To get started with Route Planning, go to the Resource Map in Overland Bound One and select the Route Planning icon on the right side of the map. Route Planning is the 'S' curve icon with dots on the end.
Check out the full video tutorial here!
Route Planning allows you to specifically plot out waypoints with the ease of route-snapping. Route-snapping is when Overland Bound One automatically defines the best possible route between two points based on the terrain you select.
- Add Waypoints: Tap on a road or path to place your first waypoint and the Route Planning tray will appear at the bottom of the screen. Add additional waypoints by moving the map around and tapping additional locations.
* IMPORTANT NOTE: Route Planner does not currently route along our MVUM map layer. For more accurate route planning, turn this layer off prior to placing waypoints, or use as-the-bird-flies routing mode along MVUM tracks.
- Select Route Modes: Routes will be snapped to depending on the route method selected.
- Route Mode Options:
Street Mode - These are established paved and main roads such as a highway or street
Off-road - These are secondary and unimproved roads, such as Forest Service roads and OHV trails
Hiking - This will pull up hiking trails along your route, perfect for planning excursions to remote trailheads and vistas only available by foot
As the Crow Flies - This will plot a straight line between two points, regardless of terrain or roads available
Changing a routing mode while creating a route will change the way the route snapping behaves to the next waypoint, for example, if you choose "As the Crow Flies" (the bird icon), it will plot a straight line.
- Edit Points: Tap any waypoint to make it the active waypoint, then long-press and drag the waypoint to adjust it.
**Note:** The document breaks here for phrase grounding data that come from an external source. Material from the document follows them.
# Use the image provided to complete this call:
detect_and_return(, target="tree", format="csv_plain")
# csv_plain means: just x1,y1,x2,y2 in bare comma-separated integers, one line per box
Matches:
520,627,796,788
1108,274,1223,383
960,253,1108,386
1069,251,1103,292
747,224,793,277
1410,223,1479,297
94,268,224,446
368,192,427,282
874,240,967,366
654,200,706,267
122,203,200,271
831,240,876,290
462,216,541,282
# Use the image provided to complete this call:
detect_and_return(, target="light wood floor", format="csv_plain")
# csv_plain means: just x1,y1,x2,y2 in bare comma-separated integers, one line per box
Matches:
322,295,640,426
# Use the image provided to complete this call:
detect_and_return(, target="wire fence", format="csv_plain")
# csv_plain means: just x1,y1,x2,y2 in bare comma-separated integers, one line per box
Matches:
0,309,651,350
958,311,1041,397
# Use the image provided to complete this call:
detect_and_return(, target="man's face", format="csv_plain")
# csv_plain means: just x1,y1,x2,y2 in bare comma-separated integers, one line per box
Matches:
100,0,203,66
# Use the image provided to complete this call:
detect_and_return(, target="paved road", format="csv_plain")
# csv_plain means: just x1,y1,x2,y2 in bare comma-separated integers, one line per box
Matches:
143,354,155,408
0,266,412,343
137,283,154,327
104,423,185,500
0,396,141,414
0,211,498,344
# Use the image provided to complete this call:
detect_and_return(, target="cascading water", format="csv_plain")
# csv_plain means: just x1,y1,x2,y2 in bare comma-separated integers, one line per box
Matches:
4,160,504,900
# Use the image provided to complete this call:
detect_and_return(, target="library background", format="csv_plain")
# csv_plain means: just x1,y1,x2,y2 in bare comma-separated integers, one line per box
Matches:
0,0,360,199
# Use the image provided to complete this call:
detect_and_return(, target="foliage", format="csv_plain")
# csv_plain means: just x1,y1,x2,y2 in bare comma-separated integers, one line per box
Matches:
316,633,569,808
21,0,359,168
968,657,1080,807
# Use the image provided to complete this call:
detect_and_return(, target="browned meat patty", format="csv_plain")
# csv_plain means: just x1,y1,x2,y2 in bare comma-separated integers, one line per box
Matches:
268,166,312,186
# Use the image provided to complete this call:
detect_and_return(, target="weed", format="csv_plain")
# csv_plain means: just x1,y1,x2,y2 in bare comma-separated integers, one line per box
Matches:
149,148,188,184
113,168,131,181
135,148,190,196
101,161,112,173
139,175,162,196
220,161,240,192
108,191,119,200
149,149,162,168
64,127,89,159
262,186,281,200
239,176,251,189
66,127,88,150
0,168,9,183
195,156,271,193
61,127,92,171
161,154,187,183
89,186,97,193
The selected waypoint and option to delete will appear in the tray when it is the active waypoint.
- Search: During route planning, you may use map search to type in a destination, select it from the results, then tap near it to place the next waypoint. This is useful when routing long distances.
- Route color: Expand the tray and tap the color to change the color of your route. Color by day, difficulty, or whatever works best for you to organize your route.
- Saving: Tap "Save" and then select "Quick-Save" or "Add details".
Quick-Save is recommended for drafting routes on your phone and will only keep a local copy on your app. This is best for routes you are researching and exploring.
"Add Details" allows you to change the name and add a photo, and this route will be uploaded to our servers so it can be shared by you.
Note: Details must be added in order to share the route.
- Details: Expand the tray using the "Carrot" at the top center of the tray to reveal more details. You can change the distance units, the color of the route, or see turn-by-turn directions created by the route.
- Export as GPX: Routes can be exported as a GPX from the details screen AFTER the route has been saved.
To do this, tap the route POI icon to reveal its summary card.
Tap or swipe up on the card to reveal the details screen, and choose the Export GPX button just under the mini-map in the details screen.
GPX files can be imported to other software platforms, or re-imported into Overland Bound One as an off-road trailhead. GPX files are not editable.
- Sharing: To share a route, first save the route details to be sure the route is uploaded to the Overland Bound One servers. Editing a quick save route, or saving using the "Add Details" option will trigger route upload.
Once uploaded, tap the POI icon and select the share button. Share the route using the standard options on your device.
The recipient must have Overland Bound One installed in order open the route.
If they do not have Overland Bound One, use the Export GPX option above so they can open the route in an app of their choice.
Note: Once you export to GPX your route will not be editable. To retain editing capabilities, save and share as an Overland Bound One Route.
IMPORTANT NOTE: The route mode chosen will fundamentally change the way a route is created by Overland Bound One, and some modes make it impossible to route an off-road path or trail.
For example, Street mode prefers primary streets that are paved. This mode WILL NOT route on many of the unimproved roads that are preferred when on an overland trip.